With compression, I here refer to packing the message as tightly as possible. You are probably familiar with the zip file format, available with tools like gzip and 7z. They are lossless tools, where the original file can be recovered exactly from the compressed file. Another type of compression is lossy coding like in MP3 files, where the recovered audio sounds similar to the original.
How much you can compress data is then very much dependent on the type of data. Text data can usually be compressed to about 15% of its original size (85% compression rate), while lossy audio codecs can be chosen to give a compression rate as low as 2% (though that usually gives a clearly audible reduction in quality).
Statistical Modelling and Probability Distributions
Another issue is that above, we described binary data where every person has a black and white identifier. Real-life data is often not like that. Say we have data about your shopping habits. From the grocery store you often buy milk, cereals, bread and a few tomatoes. But not always. Sometimes you buy beer, a beauty magazine and candles. Most people are like that, they buy different items at different times.

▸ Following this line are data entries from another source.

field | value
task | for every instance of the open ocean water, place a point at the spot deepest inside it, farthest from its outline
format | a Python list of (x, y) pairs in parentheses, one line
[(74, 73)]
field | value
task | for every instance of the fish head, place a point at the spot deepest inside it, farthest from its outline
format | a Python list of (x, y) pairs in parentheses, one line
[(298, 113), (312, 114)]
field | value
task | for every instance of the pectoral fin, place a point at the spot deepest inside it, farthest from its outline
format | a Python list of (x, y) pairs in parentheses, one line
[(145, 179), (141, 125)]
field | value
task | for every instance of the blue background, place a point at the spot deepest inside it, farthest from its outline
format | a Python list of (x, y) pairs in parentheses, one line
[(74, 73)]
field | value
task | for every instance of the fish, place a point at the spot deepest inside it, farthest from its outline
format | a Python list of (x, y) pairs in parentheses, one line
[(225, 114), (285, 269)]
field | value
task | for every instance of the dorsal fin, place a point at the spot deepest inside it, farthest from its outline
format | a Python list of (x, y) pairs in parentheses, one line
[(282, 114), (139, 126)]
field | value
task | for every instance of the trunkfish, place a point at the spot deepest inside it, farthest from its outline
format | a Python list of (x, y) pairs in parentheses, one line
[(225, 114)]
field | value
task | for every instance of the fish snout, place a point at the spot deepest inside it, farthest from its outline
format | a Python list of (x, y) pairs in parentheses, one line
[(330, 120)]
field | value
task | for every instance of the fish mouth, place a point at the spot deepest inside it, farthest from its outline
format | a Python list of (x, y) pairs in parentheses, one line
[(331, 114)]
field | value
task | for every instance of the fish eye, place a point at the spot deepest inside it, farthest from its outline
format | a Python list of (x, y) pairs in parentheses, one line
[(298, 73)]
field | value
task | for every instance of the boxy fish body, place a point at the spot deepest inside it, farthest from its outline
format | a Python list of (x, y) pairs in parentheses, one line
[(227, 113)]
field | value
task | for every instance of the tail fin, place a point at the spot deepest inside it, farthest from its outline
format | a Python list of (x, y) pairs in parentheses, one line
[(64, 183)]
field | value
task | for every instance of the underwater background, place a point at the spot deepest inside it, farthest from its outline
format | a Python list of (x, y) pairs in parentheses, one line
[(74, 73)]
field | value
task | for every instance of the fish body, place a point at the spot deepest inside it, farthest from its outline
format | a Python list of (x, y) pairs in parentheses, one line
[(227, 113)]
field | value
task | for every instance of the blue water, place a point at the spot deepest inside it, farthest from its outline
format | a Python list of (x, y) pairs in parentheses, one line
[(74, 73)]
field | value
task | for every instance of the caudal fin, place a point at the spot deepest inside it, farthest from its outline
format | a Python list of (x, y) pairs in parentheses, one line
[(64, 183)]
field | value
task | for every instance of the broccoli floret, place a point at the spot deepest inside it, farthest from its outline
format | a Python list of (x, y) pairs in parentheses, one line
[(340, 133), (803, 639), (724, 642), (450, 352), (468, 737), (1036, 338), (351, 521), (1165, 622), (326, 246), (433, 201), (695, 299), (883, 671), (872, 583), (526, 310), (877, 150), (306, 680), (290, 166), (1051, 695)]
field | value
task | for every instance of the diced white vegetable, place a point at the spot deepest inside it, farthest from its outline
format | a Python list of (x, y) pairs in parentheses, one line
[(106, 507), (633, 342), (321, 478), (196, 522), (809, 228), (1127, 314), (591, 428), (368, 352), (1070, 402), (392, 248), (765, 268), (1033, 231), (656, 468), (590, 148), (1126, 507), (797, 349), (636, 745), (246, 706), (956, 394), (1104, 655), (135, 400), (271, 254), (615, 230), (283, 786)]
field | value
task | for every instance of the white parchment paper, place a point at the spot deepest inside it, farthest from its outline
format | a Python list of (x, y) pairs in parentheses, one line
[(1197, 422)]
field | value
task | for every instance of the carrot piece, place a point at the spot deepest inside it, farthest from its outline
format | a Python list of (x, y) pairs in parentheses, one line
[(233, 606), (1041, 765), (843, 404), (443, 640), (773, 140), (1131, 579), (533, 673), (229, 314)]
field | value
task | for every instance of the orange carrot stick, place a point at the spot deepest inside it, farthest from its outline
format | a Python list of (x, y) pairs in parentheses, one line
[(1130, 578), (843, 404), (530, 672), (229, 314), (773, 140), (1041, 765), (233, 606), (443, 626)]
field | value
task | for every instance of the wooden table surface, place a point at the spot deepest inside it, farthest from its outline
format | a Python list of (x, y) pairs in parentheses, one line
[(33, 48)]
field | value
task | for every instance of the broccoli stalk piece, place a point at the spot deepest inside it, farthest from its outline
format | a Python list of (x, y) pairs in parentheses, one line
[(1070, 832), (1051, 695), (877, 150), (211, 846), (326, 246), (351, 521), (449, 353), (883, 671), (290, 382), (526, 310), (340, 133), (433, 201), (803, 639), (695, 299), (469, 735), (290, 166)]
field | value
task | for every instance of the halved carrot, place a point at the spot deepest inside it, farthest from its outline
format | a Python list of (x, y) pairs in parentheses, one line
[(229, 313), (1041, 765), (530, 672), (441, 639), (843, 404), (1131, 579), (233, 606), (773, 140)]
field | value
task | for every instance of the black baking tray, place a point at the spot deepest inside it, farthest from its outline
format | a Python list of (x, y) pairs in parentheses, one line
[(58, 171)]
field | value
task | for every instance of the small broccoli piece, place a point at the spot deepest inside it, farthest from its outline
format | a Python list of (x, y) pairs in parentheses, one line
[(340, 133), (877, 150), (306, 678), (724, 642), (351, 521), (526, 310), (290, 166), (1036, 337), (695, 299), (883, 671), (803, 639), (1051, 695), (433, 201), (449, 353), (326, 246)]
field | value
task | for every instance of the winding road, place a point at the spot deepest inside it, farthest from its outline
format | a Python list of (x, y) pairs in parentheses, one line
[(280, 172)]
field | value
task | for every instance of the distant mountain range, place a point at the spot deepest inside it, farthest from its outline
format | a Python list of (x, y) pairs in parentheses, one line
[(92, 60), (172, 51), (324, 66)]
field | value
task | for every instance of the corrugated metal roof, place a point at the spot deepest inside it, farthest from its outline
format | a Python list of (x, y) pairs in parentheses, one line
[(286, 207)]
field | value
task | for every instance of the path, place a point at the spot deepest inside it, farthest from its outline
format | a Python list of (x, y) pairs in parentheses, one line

Rather than bits, we should therefore discuss probability distributions; like what is the probability that you buy a beer from the shop? It does not really matter whether you actually bought beer or not, that event does not identify you, but we should evaluate whether it is likely that you are the person who bought this combination of items. This is a much more refined (=complicated) question.
Where above, we defined identifiability as the question of whether an observation can be linked to you with some probability threshold, here we consider whether an observation of you fits the a model which describes you. In other words, the new thing here is that we need a statistical model of your behaviour.
In theory we then would need a statistical model for every member of the population. Let’s say that we now get an observation, like the list of all items you bought from the shop. For each member of the population, we would then evaluate the probability of this shopping list. If there is a single individual for whom this shopping list fits much better than for the others, than we have identified our individual.
To build such statistical models, we clearly need lots of data about you. That is what Google and Facebook are doing. They hoard in as much data as they can. All data they find makes their statistical models more accurate. With more accurate models they can more easily identify you.
I wanted to find out how much data one would need about me to be able to identify me in a crowd. It is like the classic “Where’s Wally?” problem. The outcome is a rule of thumb that the needed number of bits is 1.5 times the number of bits required to encode the population size. However, there are two drawbacks of this analysis. Firstly, you really should consider the maximally compressed data instead of plain data, though compression efficiency is very dependent on the data type. Secondly, typical data is probabilistic in nature — like the contents of your shopping list, it is not always the same — and the above rule of thumb fits poorly to such data. The better formulation of the question would then be:
Suppose a service has collected a database of background data for its users. The service then makes an observation of user activity. How much background and observation data does it need to identify that user in a given population?
My main conclusion is thus that identifiability is not only a function of observation and population size, but also very much a function of the size of background information database.